Travessia e palavras
“Deus se esgota, através da espessura infinita do tempo e do espaço, para atingir a alma e seduzi-la. Se ela deixar arrancar de si um consentimento puro e completo, mesmo que isso não dure mais do que o tempo de um raio, então Deus a conquistou. E, uma vez que ela tenha se tornado uma coisa inteiramente dele, ele a abandona. Ele a deixa completamente só. E cabe a ela atravessar, às apalpadelas, a espessura infinita do tempo e do espaço, em busca daquele que ela ama. É assim que a alma refaz, no sentido inverso, a viagem que Deus fez em direção a ela. E isso é a cruz”.
Simone Weil, “O Peso e a Graça”, p. 123.
“Vou ajudar-te, Deus, a não me abandonares, apesar de eu não poder garantir nada com antecedência. Mas torna-se cada vez mais claro o seguinte: que tu não nos podes ajudar, que nós é que temos de te ajudar, e ajudando-te, ajudamo-nos a nós próprios. E esta é a única coisa que podemos preservar nestes tempos, e também a única que importa: uma parte de ti em nós, Deus”.
Etty Hillesum, versão portuguesa dos seus Diários.
Há uma espessura infinita do tempo e do espaço que, aos poucos, pode nos separar de todo o universo, de Deus, de nós mesmos. É que cada segundo traz consigo um grão de areia que se deposita no leito da vida, e num repente a água que nele corre pode se ver turva, barrenta, com pouca transparência.

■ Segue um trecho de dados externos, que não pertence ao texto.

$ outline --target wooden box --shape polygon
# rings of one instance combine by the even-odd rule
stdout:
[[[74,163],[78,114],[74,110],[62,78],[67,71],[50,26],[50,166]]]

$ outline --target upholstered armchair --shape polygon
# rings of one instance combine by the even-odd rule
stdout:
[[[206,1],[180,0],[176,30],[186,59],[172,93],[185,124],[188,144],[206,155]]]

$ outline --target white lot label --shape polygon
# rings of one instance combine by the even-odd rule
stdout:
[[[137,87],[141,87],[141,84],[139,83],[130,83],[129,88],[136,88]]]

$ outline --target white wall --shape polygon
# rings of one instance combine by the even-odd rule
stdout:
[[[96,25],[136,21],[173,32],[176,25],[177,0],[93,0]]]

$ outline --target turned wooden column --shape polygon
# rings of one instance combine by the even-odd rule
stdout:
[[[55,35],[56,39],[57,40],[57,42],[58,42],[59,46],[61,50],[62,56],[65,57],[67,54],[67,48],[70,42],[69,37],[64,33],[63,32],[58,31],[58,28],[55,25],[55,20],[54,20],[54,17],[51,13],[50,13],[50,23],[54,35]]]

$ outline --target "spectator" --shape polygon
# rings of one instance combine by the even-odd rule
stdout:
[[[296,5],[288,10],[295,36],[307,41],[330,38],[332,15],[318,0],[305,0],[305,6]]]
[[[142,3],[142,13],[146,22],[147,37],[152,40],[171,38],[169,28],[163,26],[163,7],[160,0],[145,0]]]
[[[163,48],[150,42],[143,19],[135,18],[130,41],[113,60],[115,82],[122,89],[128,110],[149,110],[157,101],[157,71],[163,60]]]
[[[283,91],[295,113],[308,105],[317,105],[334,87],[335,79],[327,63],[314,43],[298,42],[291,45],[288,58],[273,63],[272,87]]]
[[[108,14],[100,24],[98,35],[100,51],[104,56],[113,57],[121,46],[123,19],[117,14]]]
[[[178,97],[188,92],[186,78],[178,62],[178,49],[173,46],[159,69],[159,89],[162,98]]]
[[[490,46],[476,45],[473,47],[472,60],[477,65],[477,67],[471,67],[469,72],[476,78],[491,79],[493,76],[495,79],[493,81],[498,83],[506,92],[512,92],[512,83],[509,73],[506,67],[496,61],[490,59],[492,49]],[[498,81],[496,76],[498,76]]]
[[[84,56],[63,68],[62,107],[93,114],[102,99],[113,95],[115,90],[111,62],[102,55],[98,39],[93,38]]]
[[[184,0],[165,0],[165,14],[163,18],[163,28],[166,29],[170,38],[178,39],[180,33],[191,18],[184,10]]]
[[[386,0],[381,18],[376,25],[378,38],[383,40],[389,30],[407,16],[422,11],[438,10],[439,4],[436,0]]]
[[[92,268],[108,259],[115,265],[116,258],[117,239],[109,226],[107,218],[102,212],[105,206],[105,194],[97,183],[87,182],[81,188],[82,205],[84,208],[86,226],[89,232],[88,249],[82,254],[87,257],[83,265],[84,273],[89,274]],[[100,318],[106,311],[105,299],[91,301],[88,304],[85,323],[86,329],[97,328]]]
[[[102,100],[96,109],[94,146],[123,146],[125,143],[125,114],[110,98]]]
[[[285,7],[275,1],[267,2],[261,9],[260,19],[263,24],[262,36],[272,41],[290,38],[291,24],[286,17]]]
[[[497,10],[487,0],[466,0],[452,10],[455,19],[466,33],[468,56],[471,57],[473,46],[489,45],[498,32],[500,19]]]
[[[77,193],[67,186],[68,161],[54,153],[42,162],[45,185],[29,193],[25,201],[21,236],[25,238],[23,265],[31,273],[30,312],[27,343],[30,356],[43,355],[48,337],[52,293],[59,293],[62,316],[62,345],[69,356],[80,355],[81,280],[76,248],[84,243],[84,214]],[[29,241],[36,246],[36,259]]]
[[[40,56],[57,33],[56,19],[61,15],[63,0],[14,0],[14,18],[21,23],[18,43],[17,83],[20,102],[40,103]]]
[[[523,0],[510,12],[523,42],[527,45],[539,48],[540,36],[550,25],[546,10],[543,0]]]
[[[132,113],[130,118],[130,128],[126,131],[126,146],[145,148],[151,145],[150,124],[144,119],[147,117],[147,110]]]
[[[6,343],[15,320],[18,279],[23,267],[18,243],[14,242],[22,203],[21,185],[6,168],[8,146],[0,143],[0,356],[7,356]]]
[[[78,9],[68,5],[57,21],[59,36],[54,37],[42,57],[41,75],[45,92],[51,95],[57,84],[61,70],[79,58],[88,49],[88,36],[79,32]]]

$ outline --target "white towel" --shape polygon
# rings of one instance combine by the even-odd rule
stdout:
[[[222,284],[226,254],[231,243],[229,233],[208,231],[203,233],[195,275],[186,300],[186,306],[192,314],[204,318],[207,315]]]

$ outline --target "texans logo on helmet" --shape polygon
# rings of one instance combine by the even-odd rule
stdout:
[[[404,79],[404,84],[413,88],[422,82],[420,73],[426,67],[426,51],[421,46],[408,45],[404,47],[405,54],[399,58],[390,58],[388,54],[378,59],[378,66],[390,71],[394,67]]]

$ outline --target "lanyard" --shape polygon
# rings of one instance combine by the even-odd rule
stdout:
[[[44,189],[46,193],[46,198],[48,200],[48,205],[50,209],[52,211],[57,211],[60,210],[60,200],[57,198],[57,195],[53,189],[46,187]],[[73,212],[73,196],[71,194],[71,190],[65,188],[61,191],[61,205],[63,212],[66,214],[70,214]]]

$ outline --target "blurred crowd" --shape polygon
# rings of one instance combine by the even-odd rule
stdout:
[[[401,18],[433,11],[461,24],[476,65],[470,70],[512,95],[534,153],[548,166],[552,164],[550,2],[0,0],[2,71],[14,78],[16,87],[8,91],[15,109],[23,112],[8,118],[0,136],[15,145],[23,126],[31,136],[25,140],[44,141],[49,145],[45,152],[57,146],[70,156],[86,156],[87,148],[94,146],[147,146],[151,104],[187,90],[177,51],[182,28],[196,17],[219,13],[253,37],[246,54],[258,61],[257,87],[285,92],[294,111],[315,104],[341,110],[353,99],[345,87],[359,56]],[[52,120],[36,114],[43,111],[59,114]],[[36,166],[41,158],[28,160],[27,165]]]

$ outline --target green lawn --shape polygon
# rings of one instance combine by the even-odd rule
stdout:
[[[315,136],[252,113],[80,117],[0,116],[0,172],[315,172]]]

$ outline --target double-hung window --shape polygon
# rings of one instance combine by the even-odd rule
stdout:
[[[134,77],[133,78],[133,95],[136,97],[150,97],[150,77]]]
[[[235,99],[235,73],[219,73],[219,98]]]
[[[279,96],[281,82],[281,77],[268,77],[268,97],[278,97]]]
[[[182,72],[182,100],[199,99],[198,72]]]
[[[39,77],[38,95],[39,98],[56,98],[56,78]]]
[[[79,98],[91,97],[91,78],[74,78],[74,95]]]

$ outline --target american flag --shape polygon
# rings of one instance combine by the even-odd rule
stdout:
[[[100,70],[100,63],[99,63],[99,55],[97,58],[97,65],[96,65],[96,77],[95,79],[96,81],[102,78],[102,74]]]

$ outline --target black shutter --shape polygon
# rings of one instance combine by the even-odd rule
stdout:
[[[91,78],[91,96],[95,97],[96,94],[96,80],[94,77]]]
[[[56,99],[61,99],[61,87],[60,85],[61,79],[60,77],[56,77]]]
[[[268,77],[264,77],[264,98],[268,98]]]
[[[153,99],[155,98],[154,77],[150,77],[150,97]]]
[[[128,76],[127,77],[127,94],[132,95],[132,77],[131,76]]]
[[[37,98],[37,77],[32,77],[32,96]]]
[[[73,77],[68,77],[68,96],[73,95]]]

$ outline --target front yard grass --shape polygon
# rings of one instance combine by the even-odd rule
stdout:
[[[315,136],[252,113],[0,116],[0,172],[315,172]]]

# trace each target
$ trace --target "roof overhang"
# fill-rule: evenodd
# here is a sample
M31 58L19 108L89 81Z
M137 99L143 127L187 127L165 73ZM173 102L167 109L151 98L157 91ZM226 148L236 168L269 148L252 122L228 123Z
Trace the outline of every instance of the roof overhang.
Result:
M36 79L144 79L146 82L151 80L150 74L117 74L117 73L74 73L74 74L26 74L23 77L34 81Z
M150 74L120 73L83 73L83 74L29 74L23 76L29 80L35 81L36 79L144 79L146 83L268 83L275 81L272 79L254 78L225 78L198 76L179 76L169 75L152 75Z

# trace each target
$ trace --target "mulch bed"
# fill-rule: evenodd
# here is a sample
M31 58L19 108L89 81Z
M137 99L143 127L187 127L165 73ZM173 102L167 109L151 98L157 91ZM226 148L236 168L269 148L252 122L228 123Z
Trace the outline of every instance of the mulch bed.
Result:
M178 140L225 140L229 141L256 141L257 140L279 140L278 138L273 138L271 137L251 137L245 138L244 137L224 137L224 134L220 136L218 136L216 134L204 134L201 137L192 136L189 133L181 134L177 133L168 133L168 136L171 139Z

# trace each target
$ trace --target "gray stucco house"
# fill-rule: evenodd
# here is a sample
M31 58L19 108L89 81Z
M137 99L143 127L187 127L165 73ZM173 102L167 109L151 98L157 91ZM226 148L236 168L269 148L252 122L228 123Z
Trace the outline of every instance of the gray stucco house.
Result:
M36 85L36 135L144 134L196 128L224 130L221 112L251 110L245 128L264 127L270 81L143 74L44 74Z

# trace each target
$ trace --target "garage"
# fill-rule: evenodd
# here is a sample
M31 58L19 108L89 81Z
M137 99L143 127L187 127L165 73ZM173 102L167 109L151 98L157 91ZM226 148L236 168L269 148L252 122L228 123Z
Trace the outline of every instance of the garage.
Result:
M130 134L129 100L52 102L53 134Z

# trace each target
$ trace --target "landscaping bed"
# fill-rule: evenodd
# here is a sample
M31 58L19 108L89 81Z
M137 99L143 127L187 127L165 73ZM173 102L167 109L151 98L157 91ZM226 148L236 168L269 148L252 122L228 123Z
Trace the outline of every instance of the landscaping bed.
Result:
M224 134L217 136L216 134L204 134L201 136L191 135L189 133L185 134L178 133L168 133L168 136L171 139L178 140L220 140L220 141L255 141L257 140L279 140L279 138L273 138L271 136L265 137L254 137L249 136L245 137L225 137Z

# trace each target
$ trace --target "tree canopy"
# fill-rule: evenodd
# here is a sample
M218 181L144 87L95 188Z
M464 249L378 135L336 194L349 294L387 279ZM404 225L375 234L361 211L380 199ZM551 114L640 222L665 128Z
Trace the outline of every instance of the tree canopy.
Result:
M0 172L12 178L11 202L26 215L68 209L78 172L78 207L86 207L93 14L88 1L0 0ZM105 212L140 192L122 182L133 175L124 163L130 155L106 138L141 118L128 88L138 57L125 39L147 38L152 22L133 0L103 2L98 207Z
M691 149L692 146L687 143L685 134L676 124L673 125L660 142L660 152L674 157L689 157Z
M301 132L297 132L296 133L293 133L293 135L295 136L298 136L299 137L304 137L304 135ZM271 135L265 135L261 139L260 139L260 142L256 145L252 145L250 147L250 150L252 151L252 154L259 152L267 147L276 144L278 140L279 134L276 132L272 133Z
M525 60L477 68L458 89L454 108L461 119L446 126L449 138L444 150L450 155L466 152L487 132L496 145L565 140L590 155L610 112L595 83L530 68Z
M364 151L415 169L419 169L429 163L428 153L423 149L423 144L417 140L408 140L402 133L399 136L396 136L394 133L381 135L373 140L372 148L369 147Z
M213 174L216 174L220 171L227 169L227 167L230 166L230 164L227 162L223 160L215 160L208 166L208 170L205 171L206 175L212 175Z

Existe, contudo, o mistério da comunhão humana. Como não se sentir atrelado às histórias antigas, aos relatos daqueles e daquelas que já se foram, mas que deixaram em nós uma marca radiante de presença e de compreensão? É que, apesar das espessuras e densidades da vida, sempre há uma palavra que, atravessando séculos e continentes, atravessando toda a criação visível e invisível, chega até nós como um bálsamo de vida. É a palavra que atravessa a morte, a palavra que ressuscita o que, não havendo ela, seria uma mera coleção de ossos e cinzas.
Acaba que, no final das contas, a vida que vale a pena depende desse mecanismo de travessia rumo a uma palavra que salva. Não sou suficiente para mim e tampouco sou suficiente para os outros se não ouso me atravessar, se não ouso traçar o caminho que me leva ao encontro de todos aqueles e aquelas que me aguardam, também eles e elas em suas travessias.
O mundo vai se apresentando assim, ora transparente, ora turvo, e as apalpadelas que me guiam não me seriam úteis se não estivessem combinadas com as apalpadelas de tantos outros que me acolhem nessa viagem, sempre dispostos a me oferecer as palavras de conforto. Em busca de palavras humanas, Deus passou por esse mesmo caminho, por essa mesma travessia por toda a criação. Nessa travessia também Ele se melou de tempo, também Ele se melou de espaço, se permitiu saborear o desespero, o cansaço, a alegria e o gozo de ser um homem em caminhada. Também o caminho dele deve ter sido opaco em alguns momentos, como o meu também o é, também o caminho dele foi assistido pelas mãos dos outros, também houve pedras, alguns momentos de mudez absoluta, eu sei.
Mas tendo a travessia dele me alcançado, não me resta nada a fazer a não ser projetar a minha própria travessia. E, atravessando, às vezes por caminhos translúcidos, às vezes pelas rotas de neblina, dou-me conta de que Ele é o Senhor das transparências e das opacidades, dos gritos e do silêncio. Nas transparências, como é fácil reconhecer a sua presença. Nas opacidades, ao contrário, é perceptível apenas sua rarefeita ajuda: como o oxigênio das montanhas, é necessário esforço para respirar o seu amor, o seu companheirismo.
Ao fim, contudo, pouco importa se sua linguagem de vida me atinge em transparências ou opacidades: pouco importa porque Ele não se satisfaz com garantias, quer somente o que eu posso oferecer agora, quer somente o que eu consigo dizer-lhe neste momento; pouco importa porque, se Ele não pode me ajudar com suas palavras que atravessam toda a densidade do mundo, me recorda que também Ele, em alguns momentos, já esteve sem ajuda, silenciado diante do vazio; pouco importa porque até a sua forma de esquecer e de calar é, também, uma forma de me amar e de, aos poucos, me ensinar palavras nova, mais eternas, mais amorosas.